Design by anger

Fri, Sep 28, 07

I am one of those designers who gets physically ill when confronted with a particularly egregious design mistake or a complex problem that assaults my design sensibilities. My heart rate quickens. I get sweaty. Sometimes I get a red flush on my face and neck. Usually, followed by a headache, mild nausea and general malaise until I manage to solve the problem. I’ve lived with this for a long time and even publicly discussed it on the Internets on several occasions.

There are some advantages, though. Especially for my clients. I am highly motivated to solve their design problems, even if it’s just to make myself feel better.

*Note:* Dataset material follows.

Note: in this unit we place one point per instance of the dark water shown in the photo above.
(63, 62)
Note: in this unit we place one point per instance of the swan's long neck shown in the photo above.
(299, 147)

Until the solution is at hand, I’m angry. Angry at the problem. Angry at the people who created it in the first place. Angry at others who didn’t try harder. Angry at technological barriers. Angry at our lack of understanding of cognitive processes. Angry at the tax it places on my enjoyment of life and the burden it dumps on users. Anger is often my motivator to slice through design problems.

The payoff is the heightened feeling one gets when the problem is solved…all the more sweeter as it comes after an anger-coated adrenaline rush.

Apparently, I’m not alone:

This is why most dorks and nerds fail to launch start-ups that last. The technology is good and the applications can be fun but they approach a problem the wrong way: to a nerd, a problem is fun. It just doesn’t make them angry enough.

Product managers worrying about adoption curves for their new application should stop concentrating on features and look to the emotions and the experiences of their customers. Consumers change behaviour through anger. Skype, for instance, tapped into a general feeling in the market of “I’m angry at my telco”.

Jeff Bonforte, a senior director at Yahoo!, talks about anger driving innovation in a podcast at ITConversations.

I’d love to know if anybody else feels the same way.

IBM XT

If you ever wondered why many of the IBM product designs in the last two decades looked like they came out of a design shop whose principal customers were Bulgarian shoe stores during the Cold War, Fast Company has an answer in an interview with Sam Lucente, formerly of IBM and currently HP’s first-ever vice president of design:

Fast Company: IBM basically defined the pinnacle of corporate design—what was it like when you were there during the 1980s and early ’90s?

Sam Lucente: IBM had a very regimented, Bauhaus approach to design. There were strict rules about the color of the boxes, the way you ventilated a product, the actual design of the louver. Just massive levels of detail, which came out of a book of standards that everyone had to adhere to. It made sense, because there were so many different products coming out of IBM; we needed a uniform look-and-feel. Besides, a design team could bring down an entire development effort if, say, it went off on its own and crafted a delicate hinge that’s beautiful but not reliable. Imagine the warranty costs that the company would incur. So I really saw the power of a unified group of design standards. But I also saw how limiting they could be, from a creative point of view.     

It’s a good thing then that IBM got out of its most visible consumer-facing business line by selling its PC unit to Lenovo. It was one of the most spectacular failures of drigiste systems design:

IBM, the first big organization to pioneer its own consistent style, had maintained during Lucente’s tenure a binder of design standards nearly as thick as the Manhattan phone book.     

I guess we can now add design by phone book to our lexicon, alongside design by committee.